Quantum of solace intenta seguir por la misma senda, pero despojándolo todo de complejidad. Si Casino Royale dinamitó unos arquetipos anteriores, la película ahora estrenada tiene la menos ilustre función de consolidar los nuevos arquetipos. La cual cosa, en cierto modo, nos devuelve al punto de partida y estancamiento que la era Craig pretendía finiquitar.

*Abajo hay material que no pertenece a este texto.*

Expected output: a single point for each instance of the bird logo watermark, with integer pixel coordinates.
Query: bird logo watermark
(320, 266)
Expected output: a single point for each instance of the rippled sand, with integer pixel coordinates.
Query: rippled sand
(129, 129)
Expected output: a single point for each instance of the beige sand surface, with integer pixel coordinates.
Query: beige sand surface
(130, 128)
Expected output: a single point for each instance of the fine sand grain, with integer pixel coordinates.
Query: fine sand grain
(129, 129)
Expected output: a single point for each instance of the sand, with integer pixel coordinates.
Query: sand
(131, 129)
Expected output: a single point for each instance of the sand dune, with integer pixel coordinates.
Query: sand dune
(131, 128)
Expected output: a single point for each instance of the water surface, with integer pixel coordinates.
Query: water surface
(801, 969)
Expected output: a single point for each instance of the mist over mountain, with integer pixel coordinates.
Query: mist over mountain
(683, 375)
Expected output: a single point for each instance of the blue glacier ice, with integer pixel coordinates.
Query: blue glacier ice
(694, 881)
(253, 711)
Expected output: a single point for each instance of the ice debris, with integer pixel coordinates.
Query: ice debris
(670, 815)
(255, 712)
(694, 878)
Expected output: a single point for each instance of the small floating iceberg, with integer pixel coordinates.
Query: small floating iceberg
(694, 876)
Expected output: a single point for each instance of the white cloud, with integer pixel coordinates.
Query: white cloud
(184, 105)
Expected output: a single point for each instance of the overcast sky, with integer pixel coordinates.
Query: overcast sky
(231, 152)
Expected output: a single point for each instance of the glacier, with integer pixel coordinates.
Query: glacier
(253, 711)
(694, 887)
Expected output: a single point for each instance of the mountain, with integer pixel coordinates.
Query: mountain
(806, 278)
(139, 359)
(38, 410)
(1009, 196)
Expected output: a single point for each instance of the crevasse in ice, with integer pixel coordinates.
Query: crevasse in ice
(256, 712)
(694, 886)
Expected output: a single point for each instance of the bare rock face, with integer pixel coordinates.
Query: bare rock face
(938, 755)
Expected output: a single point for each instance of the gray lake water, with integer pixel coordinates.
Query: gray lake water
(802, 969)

Como Bond dice al final de la cinta, “nunca me he ido”. Y, efectivamente, Quantum of solace es como cualquiera de los films con Roger Moore, pero sin su humor (¡bien!), con menos marcha (ya no tan bien) y con una pátina de “nos tomamos todos y todo muy en serio” que, sin llegar a ser del todo irritante, intenta inyectar de gravedad existencialista el más bien debilucho riego sanguíneo de la historia ideada por los guionistas Paul Haggis, Neal Purvis y Robert Wade. Historia que, por otro lado, y en consonancia con lo dicho más arriba, depende totalmente de la trama del film precedente. Así que, si piensan ir a ver la película y no tienen muy fresca la parte anterior, revísenla si no quieren quedarse a veces descolgados.
A Quantum of solace le sobra autoría (¡eh!, que soy Marc Forster, un-director-con-un-mundo-personal) y le falta valor. Valor para no volver a disecar a Bond (cosa que hace devolviéndonoslo a redil de los buenos) y valor para, como decía antes, revolver el mito sin destruir su personalidad. En este segundo aspecto, la jugada de orillar conscientemente algunos de los signos de identidad de James Bond no actúa como un revulsivo para redefinirlo, ya que no se aportan nuevos elementos que sustituyan a los elementos obviados. Y, por eso, supuestamente se persigue la contundencia seca de cierto realismo (pálida copia, por otro lado, de la saga Bourne), pero solo se consiguen sosas escenas de acción rodadas con más ruido que nueces; en cuanto a las chicas Bond, nunca habían sido tan floreros; y por lo que respecta al malo, pues desearle el más rápido de los olvidos cinéfilos.La nueva operación 007 es, en definitiva, una operación fallida. Que se puede ver, que por momentos se puede disfrutar, pero que para nada transita los senderos prometidos por su precedente. Y para colmo, como toda creación ahogada en su propia arrogancia, cree descubrir grandes verdades aunque las exponga con la mayor de las simplezas: pues esto, se me olvidaba decirlo, va de análisis del nuevo tablero geopolítico, con los recursos naturales como tema de disputa. Lo cual permite vender mejor (ya saben, el ecologismo) el corto alcance de su reflexión. Porque, a estas alturas y viniendo de un film supuestamente apegado a lo adulto, ver a pobrecitos bolivianos poniendo carita de pena porque no les llega el agua es de un mundialismo barato del cual Bond debería negarse a participar.